Most of existed Web Crawlers agents do not have the ability to visit and parse Web pages. The reason is that the network bandwidth is very expensive [3]. Another reason is that there may be a limitation in storage where the crawler tries to store the data in a disk [4].

In this paper, a new Web crawler algorithm has been developed based on priority queue for estimate of importance of Web pages. In this work, URLs have been divided into two categories as intra links and inter links and weight is set for URLs according to their types.

II. RELATED WORKS

There are many Web crawler algorithms developed to manage Web sites. Fish algorithm is developed by De Bra et al. [5]. This algorithm works in a similar way of catching a fish. According to this approach, the group of fishes moves towards food. The group that is not near the food will die. Each crawler agent explores “feeder” areas which contain more “food”, i.e. relevant documents, and possibly “dry” directions with no relevant findings. Although fish algorithm is easy to apply, it has some limitations; connectivity-score distribution is given 1 to each connected node and gave 0 or 0.5 discrete calculations.

The Shark-Search method [6] suggests using Vector Space Model (VSM) [7] as a technique to select page priority from crawl candidate pages. To determine the value of a node, it will go into Webpage content, anchor text, the text surrounding the URLs and the priority mount for parent URLs. The difference between shark and fish algorithms is that shark algorithm uses fuzzy logic technique for distributing scores among the URLs while fish algorithm uses binary scoring to sort URLs. Another difference is that shark search algorithm uses Vector Space Model (VSM) for searching while fish search algorithm regular expressions for searching inside Web documents.

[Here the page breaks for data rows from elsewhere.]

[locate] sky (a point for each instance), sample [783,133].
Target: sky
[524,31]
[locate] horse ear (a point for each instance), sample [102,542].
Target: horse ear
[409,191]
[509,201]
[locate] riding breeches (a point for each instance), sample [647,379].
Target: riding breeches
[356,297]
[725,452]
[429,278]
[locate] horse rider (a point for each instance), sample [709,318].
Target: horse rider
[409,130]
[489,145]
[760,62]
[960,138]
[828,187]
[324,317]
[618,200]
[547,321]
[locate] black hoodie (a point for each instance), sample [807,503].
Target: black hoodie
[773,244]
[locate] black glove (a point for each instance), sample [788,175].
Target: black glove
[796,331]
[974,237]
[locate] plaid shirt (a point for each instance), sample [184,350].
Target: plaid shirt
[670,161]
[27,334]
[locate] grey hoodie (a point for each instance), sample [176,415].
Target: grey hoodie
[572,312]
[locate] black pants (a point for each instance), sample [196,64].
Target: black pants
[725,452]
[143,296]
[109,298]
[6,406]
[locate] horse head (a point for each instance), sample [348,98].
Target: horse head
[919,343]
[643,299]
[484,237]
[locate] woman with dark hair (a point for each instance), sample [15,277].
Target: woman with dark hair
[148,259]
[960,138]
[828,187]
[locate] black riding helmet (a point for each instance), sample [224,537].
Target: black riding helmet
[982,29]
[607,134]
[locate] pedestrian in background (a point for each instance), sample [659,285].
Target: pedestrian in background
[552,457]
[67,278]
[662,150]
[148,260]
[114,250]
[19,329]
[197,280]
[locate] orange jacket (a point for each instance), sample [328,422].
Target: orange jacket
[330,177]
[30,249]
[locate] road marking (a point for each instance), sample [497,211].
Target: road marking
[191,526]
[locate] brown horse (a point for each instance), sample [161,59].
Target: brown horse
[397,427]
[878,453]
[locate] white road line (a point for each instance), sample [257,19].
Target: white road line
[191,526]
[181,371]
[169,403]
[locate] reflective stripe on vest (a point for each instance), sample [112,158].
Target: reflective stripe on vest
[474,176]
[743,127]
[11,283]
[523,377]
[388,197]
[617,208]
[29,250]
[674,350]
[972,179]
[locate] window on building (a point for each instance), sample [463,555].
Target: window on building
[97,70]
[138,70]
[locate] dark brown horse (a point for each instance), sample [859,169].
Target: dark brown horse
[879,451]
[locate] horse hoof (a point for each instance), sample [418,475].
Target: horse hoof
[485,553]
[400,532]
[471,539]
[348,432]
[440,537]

To determine high quality Web pages to crawl, Cho et al. [8], presents a new connectivity-based criteria using Breadth-first algorithm. Cho et al, uses four different algorithms (Breadth-first, backlink count, Page Rank, and Random algorithm) to crawl a single domain (Stanford.edu) Web site. The experimental results showed that to crawl a high page rank Web pages from the downloaded pages first before the other Web pages. A Partial Page Rank algorithm will be the best choice to get better results. The next best algorithm is Breadth-first, then Backlink-count will be fine to use as a Web crawler algorithm, besides, it is shown that to find high page rank Web pages, Breadth-first search algorithm will be the recommended to get better results.

Najork and Wiener have applied a real crawler over 328 million of Web pages [9]. To crawl Web pages Najork and Wiener suggest using the connectivity-based as criteria to get Webpages priority for crawling. As a result, they showed that the connectivity-based criterion is getting better results than other known criteria like popularity of pages and content analyzing. The reason is the connectivity-based criteria are easy to use and get fast results without needing extra information. As experimental results, Mercator [10] is used to crawl Web pages and download it and using Connectivity Server [11] in order to reach URLs faster inside downloaded Web pages.

Other research in Breath-first algorithm comes from Yates et al. [12]. They used Page Rank as criteria to test Breadth-first, Back link-count, Batch-Page Rank, Partial-Page Rank, OPIC and Larger-sites-first algorithms. The experimental results show that Breadth-first algorithm is a good strategy to get the first 20 %-30% of Web pages at the start crawling the Web. Depending to their results, the performance of Breadth-first algorithm will be lower after a couple of crawling days. This happens because of the large number of URLs of other pages that points to these Web pages, and then the quality average for crawled pages is getting down gradually day after day.

Abiteboul et al. [13] introduced OPIC (On-line Page Importance Computation) a new crawling strategy algorithm.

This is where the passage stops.